L 'homme fut terre, poterie, paupière
de la boue tremblante, il fut forme de l'argile,
glaise pétrie, pierre chibcha * ,
coupe impériale ou silice araucane * .
Il fut tendre et sanglant mais sur la poignée de son
arme,
cristal mouillé,
les initiales de la terre étaient écrites.
Et nul ne put
s'en souvenir plus tard: le vent
les oublia, le langage de l'eau
fut enterré, les clefs perdues
ou englouties sous le silence ou dans le sang.
Mais la vie ne se perdit pas, frères champêtres.
Rose sauvage,
une goutte rouge tomba sur l'épaisseur
et ainsi s'éteignit une lampe de terre.
Je suis ici pour raconter l'histoire.
De la paix du buffle
jusqu'aux sables fouettés et refouettés
du bout du monde, dans les écumes accumulées
du jour antarctique
en passant par les tanières abruptes
de la sombre tranquillité vénézuélienne,
je t'ai cherché, mon père,
jeune guerrier de cuivre et de ténèbres,
toi, pied nuptial, chevelure indomptable,
marâtre-caïman, colombe de métal.
Moi, l'Inca du limon,
j'ai touché la pierre et j'ai dit:
Qui
m'attend?

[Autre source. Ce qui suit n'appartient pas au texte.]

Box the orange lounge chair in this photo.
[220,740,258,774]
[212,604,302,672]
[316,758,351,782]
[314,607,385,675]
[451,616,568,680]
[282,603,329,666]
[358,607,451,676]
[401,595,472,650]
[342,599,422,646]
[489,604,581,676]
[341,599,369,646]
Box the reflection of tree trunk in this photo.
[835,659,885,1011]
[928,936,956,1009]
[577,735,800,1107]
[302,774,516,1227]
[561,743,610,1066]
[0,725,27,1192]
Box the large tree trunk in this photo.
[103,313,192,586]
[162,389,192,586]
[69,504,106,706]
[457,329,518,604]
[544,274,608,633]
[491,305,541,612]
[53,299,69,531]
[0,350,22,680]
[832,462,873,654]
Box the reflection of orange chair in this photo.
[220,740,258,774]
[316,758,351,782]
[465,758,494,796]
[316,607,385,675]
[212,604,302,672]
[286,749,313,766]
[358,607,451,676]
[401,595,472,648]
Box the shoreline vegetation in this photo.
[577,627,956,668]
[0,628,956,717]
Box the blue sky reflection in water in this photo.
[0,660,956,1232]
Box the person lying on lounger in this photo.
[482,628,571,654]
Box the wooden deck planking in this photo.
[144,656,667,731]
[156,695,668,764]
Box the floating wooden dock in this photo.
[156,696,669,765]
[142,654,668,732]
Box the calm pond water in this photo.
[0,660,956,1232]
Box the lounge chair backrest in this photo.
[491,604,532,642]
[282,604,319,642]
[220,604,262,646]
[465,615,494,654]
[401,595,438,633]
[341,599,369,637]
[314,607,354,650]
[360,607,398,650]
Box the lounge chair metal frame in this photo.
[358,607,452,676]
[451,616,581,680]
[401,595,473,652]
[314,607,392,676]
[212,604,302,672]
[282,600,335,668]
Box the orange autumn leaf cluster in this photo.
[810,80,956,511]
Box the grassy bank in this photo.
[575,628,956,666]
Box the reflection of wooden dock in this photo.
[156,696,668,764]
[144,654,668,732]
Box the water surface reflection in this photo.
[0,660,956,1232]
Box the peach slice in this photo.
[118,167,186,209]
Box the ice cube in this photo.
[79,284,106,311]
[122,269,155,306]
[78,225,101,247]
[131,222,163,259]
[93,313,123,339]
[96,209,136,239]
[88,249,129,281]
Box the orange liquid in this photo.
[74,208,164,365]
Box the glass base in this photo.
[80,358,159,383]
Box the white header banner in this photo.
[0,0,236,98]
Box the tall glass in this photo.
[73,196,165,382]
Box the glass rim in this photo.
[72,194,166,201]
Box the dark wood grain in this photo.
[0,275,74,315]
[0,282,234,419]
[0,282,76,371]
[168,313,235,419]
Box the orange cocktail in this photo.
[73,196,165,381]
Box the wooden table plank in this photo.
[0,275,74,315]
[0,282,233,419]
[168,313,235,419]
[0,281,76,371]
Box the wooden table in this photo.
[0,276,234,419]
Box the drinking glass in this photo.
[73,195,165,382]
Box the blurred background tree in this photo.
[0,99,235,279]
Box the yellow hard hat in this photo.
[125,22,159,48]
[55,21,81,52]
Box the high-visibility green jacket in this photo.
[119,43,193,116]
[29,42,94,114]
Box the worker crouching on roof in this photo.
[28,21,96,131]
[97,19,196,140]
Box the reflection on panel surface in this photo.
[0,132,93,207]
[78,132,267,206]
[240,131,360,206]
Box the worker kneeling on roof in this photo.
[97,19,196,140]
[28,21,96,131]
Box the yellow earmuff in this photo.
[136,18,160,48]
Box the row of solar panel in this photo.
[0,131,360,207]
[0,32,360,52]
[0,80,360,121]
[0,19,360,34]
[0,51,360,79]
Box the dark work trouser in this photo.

J'ai refermé la main, je n'ai senti
qu'une poignée de cristal vide.
Pourtant je m'avançais entouré de fleurs
zapotèques *
et la lumière était douce comme une biche
et l'ombre paraissait une paupière verte.
Ô ma terre innommée, sans ce nom d'Amérique,
anthère équinoxiale, lance pourpre,
ton parfum est monté en moi par les racines
jusqu'à la coupe où je buvais, jusqu'à ce mot
le plus gracile, encore à naître de ma bouche.
Pablo Neruda Chant général, La lampe sur la terre, Amor América (1400) pp 15,16. Traduction de Claude Couffon coll. Poésie, Gallimard, Paris, février 1984.